My data looks like this:
df <- data.frame(patent = c("A", "B", "B", "C", "C", "C"),
class = c("X", "Y", "Z", "X", "Y", "Z"))
node_list <-
df %>%
select(class) %>% distinct(class)
edge_list <- as.data.frame(t(combn(node_list,2)))
edge_list$no_patents_V1 <- NA
edge_list$no_patents_V2 <- NA
edge_list$no_patents_V1_V2 <- NA
edge_list$no_patents_V1_nV2 <- NA
I need to calculate edge weights.
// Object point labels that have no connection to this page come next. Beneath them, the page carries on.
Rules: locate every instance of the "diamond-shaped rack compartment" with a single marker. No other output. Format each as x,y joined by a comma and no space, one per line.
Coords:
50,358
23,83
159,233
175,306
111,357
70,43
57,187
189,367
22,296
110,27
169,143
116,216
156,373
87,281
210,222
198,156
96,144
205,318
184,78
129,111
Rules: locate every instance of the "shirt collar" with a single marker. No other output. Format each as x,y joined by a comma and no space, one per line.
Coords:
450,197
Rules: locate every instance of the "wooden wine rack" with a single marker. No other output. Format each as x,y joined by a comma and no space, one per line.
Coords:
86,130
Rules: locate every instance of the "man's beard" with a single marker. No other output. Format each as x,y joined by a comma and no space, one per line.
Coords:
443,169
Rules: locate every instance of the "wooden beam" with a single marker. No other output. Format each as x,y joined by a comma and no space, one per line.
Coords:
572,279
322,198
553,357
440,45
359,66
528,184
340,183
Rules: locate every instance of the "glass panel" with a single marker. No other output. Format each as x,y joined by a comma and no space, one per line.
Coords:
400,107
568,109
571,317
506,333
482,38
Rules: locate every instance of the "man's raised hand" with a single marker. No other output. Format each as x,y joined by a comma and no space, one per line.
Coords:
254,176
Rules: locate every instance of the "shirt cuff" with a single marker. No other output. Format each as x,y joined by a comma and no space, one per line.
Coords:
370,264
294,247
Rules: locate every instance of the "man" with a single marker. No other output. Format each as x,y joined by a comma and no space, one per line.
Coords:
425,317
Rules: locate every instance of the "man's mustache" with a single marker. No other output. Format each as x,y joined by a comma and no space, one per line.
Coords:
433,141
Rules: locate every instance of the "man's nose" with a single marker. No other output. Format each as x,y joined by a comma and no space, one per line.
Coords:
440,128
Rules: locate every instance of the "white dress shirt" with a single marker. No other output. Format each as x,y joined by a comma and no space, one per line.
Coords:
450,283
My edge weights are: I need to find how many patents belong to class 1 and class 2, class 1 but not 2, class 2 but not 1. Then I calculate jaccard coeff as a/a+b+c.
Also I need totals for how many patents belong to each of unique classes.
I tried following code:
`for(k in 1:nrow(edge_list)){
edge_list[k,"no_patents_V1"] <-
df%>%
filter(str_detect(classes, edge_list[k,1])) %>%
nrow()
edge_list[k,"no_patents_V2"] <-
df%>%
filter(str_detect(classes, edge_list[k,2])) %>%
nrow()
edge_list[k,"no_patents_V1_V2"] <-
df%>%
filter(str_detect(classes, edge_list[k,1])) %>%
filter(str_detect(classes, edge_list[k,2])) %>%
nrow()
edge_list[k,"no_patents_V1_nV2"] <-
df%>%
filter(str_detect(classes, edge_list[k,1])) %>%
filter(!str_detect(classes, edge_list[k,2])) %>%
nrow()
edge_list[k,"no_patents_V2_nV1"] <-
df%>%
filter(str_detect(classes, edge_list[k,2])) %>%
filter(!str_detect(classes, edge_list[k,1])) %>%
nrow()
}
`
I have total 30 classes and hence 435 rows in edge list. This is super inefficient. Can you suggest some efficient way to solve this?
I have total of about one million patents.